As London’s first Post Office at Cloak Lane surrendered to what we now know as the Great Fire Of London, Postmaster James Hicks quickly salvaged as much of the city’s correspondence as physically possible, and fled with his family to Barnet. Once there, still shaken, he sent this letter to his fellow Postmasters and informed them of the unfolding catastrophe.
Transcript follows.
Transcript
To my good friends ye Postmasters betwixt London & Chester & Holly Head
Gentlemen,
it hath pleased Almighty God to visit this famous city of London with most raging fire which began on Sunday morning last about 2 a clock in Pudding Lane in a baker’s house behind the Kings Head tavern in New Fish Street & though all the means possible was used yet it could not be obstructed but before night it had burnt most part of ye City with St Magnus Church & part of ye Bridge to Q Hith to the water side, Canon Street, Dowgate, & upon Monday struck up Gratious Street, Lombard Street, Cornhill, Poultry, Bartholomew Lane, Throgmorton Street, Lothbury, & the last night & this day rages through all parts of the city as far as Temple Bar, Holborn Bridge, Smithfield & by all conjecture is not by any means to be stopped from further ruin except God in his infinite wisdom prevent it. I am at ye Red Lyon in Barnet with my family, & God in reasonable good health, notwithstanding great loss and sufferings by the distraction of our office yet I am commanded to let you know yet what little come to your hands from any ministers of State yet again give you all quick and speedy dispatch to me hither yet I may convey you home to Court or such places as I may receive directions for, & I am also to intimate to you which letters are sent to you from Court & shall see them sent forwards from here to you with speedy care & conveyance & so soone as pleasith God to put an end to ye violence of this fire some place will be picked on for ye general correspondence as formerly of which you shall God willing have advice at present this is all
Your sorrowfull friend
James Hicks
Barnet Sep. 4. 11 at night
Source: Letters of Note
There were also religious alarms of renewed Gunpowder Plots. Suspicions rose to panic and collective paranoia on Monday, and both the Trained Bands and the Coldstream Guards focused less on fire fighting and more on rounding up foreigners, Catholics, and any odd-looking people, arresting them or rescuing them from mobs, or both together.
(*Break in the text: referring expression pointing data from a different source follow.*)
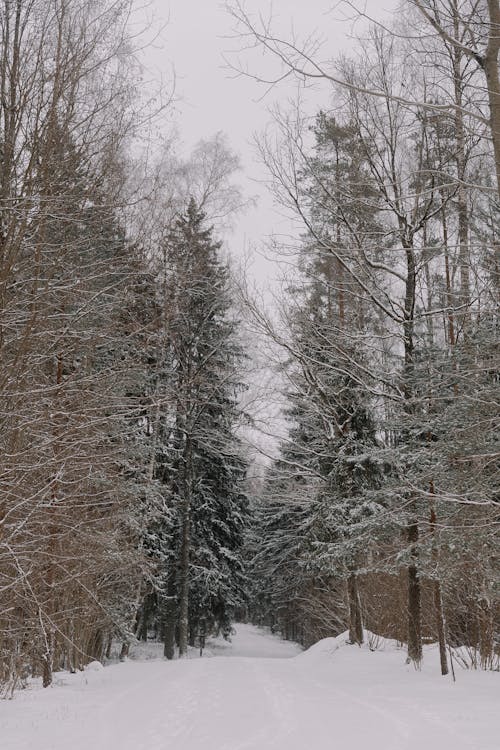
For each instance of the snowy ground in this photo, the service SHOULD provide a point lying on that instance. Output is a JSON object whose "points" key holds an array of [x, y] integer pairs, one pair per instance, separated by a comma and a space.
{"points": [[267, 696]]}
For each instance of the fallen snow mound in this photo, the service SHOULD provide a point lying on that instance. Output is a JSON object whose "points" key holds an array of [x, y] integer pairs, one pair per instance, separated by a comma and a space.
{"points": [[94, 666], [321, 650]]}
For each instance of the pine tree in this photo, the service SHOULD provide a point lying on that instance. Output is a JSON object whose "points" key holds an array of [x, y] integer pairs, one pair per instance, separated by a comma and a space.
{"points": [[199, 461]]}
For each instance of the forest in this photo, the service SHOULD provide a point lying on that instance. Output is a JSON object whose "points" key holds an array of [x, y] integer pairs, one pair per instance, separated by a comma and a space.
{"points": [[133, 506]]}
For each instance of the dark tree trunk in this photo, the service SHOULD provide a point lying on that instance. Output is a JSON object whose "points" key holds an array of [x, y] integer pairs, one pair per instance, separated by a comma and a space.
{"points": [[170, 619], [355, 616], [414, 600], [185, 551]]}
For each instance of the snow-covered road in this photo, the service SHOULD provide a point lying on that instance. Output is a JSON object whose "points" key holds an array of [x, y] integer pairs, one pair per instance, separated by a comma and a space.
{"points": [[332, 697]]}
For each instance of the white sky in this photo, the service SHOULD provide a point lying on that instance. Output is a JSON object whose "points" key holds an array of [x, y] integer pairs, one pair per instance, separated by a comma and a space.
{"points": [[211, 99]]}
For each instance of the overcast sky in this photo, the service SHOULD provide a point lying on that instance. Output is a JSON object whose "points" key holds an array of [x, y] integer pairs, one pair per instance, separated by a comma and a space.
{"points": [[210, 99]]}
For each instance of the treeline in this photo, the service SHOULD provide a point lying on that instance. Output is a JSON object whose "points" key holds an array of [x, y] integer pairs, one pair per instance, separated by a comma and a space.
{"points": [[121, 501], [382, 509]]}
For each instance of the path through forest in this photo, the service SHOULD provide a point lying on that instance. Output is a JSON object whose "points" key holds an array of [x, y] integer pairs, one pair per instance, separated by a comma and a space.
{"points": [[258, 693]]}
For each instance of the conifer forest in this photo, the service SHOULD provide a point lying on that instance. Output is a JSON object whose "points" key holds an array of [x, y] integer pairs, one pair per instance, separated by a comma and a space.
{"points": [[182, 450]]}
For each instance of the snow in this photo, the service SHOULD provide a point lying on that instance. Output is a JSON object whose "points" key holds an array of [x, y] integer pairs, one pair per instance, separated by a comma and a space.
{"points": [[259, 693]]}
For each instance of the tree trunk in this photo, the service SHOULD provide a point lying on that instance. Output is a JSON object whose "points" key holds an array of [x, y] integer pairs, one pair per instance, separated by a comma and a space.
{"points": [[414, 600], [355, 616], [185, 551], [438, 599], [170, 619]]}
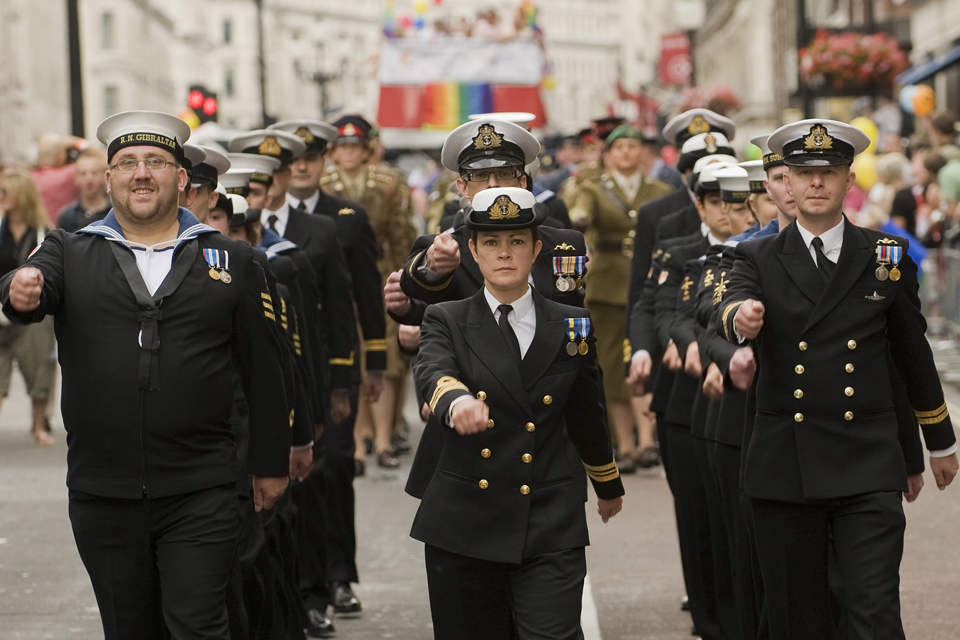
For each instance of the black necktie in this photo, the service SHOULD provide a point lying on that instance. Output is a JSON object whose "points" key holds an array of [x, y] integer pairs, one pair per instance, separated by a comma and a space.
{"points": [[823, 263], [507, 330]]}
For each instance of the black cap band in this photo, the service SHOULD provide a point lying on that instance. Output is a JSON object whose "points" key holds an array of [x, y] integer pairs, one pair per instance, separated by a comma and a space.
{"points": [[145, 139]]}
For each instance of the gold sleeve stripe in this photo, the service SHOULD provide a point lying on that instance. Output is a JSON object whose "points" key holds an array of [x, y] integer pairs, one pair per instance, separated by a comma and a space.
{"points": [[342, 362], [933, 417], [375, 345], [930, 414], [428, 287], [444, 386], [726, 314], [603, 473]]}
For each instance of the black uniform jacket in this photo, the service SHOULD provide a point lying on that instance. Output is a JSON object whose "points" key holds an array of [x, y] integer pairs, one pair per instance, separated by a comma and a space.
{"points": [[826, 425], [129, 442], [360, 248], [467, 279], [318, 237], [511, 492]]}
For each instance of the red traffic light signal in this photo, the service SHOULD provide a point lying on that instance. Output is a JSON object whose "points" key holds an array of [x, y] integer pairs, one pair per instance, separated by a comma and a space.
{"points": [[195, 99]]}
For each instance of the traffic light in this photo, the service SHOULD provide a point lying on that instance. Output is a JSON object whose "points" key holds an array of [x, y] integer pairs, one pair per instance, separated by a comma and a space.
{"points": [[203, 103]]}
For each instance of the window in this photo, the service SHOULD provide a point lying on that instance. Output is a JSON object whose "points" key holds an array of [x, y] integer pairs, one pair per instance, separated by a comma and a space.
{"points": [[106, 28], [111, 100]]}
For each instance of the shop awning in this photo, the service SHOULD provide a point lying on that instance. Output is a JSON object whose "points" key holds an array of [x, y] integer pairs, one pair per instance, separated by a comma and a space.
{"points": [[929, 68]]}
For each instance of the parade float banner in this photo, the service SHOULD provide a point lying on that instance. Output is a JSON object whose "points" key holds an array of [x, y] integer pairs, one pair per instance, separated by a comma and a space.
{"points": [[437, 84]]}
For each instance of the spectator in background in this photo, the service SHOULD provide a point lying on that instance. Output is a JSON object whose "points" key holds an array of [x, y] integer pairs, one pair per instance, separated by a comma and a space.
{"points": [[92, 203], [54, 172], [22, 227]]}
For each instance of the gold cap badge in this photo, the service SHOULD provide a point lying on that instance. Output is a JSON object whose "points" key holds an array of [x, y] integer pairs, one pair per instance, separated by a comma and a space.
{"points": [[305, 135], [698, 125], [711, 143], [269, 147], [818, 140], [503, 208], [487, 138]]}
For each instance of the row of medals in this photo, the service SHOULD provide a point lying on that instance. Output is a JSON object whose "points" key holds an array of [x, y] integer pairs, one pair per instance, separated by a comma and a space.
{"points": [[573, 349], [883, 274], [220, 274], [567, 283]]}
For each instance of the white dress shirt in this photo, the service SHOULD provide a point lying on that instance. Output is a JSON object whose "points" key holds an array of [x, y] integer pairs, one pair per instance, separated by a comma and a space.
{"points": [[523, 321], [283, 215], [309, 204]]}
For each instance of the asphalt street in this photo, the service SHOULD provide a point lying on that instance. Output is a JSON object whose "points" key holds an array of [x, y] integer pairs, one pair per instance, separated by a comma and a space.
{"points": [[634, 583]]}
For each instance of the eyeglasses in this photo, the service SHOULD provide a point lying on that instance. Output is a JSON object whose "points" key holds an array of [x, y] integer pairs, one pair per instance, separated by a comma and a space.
{"points": [[501, 174], [153, 163]]}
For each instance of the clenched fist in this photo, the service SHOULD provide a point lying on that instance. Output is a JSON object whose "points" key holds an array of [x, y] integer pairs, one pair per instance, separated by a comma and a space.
{"points": [[749, 319], [25, 289], [443, 256]]}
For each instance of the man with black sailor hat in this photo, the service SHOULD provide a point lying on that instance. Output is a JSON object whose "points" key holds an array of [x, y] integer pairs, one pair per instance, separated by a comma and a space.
{"points": [[826, 305], [514, 379], [152, 464]]}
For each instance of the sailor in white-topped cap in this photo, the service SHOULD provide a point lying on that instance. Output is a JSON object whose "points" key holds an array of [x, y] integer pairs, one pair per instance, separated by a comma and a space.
{"points": [[152, 471], [835, 309], [695, 122]]}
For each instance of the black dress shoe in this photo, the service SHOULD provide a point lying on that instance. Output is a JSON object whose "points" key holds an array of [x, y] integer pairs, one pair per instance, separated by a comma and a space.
{"points": [[320, 626], [344, 600]]}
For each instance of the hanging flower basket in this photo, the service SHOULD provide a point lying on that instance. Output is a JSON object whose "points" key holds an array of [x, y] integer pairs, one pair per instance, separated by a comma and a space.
{"points": [[716, 97], [851, 61]]}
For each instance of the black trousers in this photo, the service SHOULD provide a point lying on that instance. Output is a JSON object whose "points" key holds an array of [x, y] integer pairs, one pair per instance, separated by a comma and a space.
{"points": [[472, 599], [693, 529], [793, 548], [160, 563], [338, 472]]}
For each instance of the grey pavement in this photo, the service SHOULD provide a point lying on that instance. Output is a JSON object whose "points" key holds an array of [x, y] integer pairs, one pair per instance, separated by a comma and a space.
{"points": [[634, 568]]}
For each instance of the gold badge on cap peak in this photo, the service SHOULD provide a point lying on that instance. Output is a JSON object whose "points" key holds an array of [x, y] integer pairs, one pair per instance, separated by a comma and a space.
{"points": [[305, 134], [818, 139], [503, 208], [487, 138], [698, 125], [711, 143], [269, 147]]}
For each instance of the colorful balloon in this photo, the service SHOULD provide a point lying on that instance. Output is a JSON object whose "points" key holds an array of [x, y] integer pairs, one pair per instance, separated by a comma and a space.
{"points": [[924, 101]]}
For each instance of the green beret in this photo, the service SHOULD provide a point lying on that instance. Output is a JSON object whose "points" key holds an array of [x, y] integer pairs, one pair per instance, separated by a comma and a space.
{"points": [[624, 131]]}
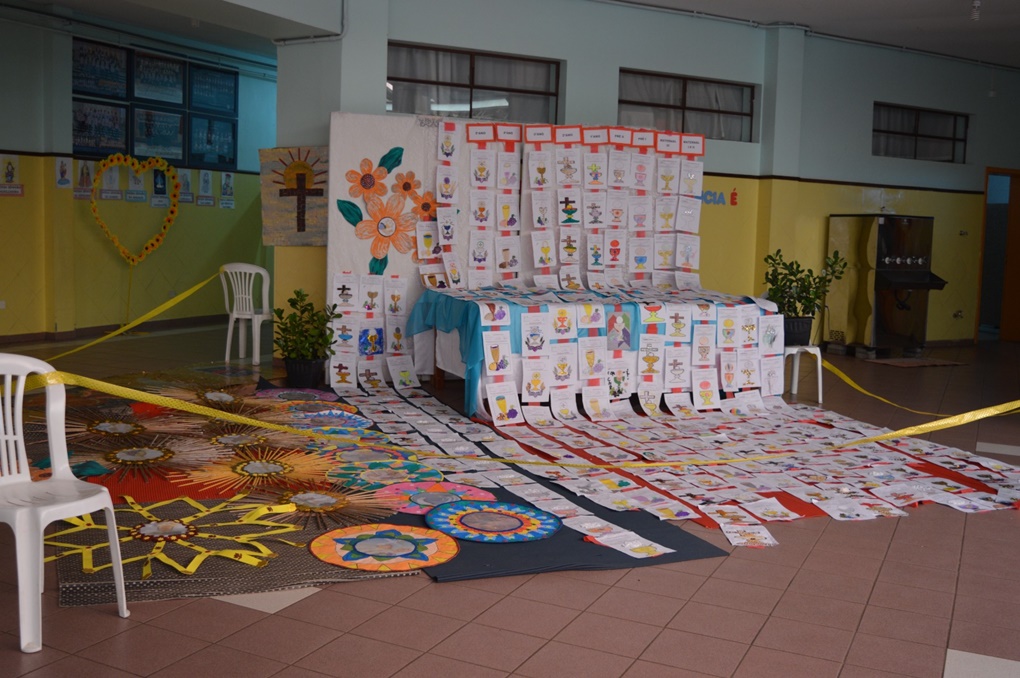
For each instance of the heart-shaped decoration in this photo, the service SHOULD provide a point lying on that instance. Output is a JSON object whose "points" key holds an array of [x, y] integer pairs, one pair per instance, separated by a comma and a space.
{"points": [[138, 167]]}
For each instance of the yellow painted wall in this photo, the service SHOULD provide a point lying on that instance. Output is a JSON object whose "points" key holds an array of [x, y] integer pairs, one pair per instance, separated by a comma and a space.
{"points": [[58, 272]]}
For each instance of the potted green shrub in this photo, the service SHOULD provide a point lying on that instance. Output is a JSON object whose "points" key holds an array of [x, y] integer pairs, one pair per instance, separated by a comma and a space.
{"points": [[799, 292], [304, 337]]}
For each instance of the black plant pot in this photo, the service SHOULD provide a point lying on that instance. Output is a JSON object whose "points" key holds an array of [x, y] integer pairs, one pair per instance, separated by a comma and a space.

The inhabitants were growing desperate to remove their belongings from the city, especially the upper class. This provided a source of income for the able-bodied poor, who hired out as porters (sometimes simply making off with the goods), and it was especially profitable for the owners of carts and boats. Hiring a cart had cost a couple of shillings on the Saturday before the fire; on Monday, it rose to as much as £40, a fortune equivalent to more than £4,000 in 2005.
Seemingly every cart and boat owner within reach of London made their way towards the City to share in these opportunities, the carts jostling at the narrow gates with the panicked inhabitants trying to get out.
The chaos at the gates was such that the magistrates ordered the gates shut on Monday afternoon, in the hope of turning the inhabitants’ attention from safeguarding their own possessions to fighting the fire: “that, no hopes of saving any things left, they might have more desperately endeavoured the quenching of the fire.” This headlong and unsuccessful measure was rescinded the next day.
On September 5, the fire slackened, and on September 6 it was brought under control. That evening, flames again burst forth in the Temple (the legal district), but the explosion of buildings with gunpowder extinguished the flames.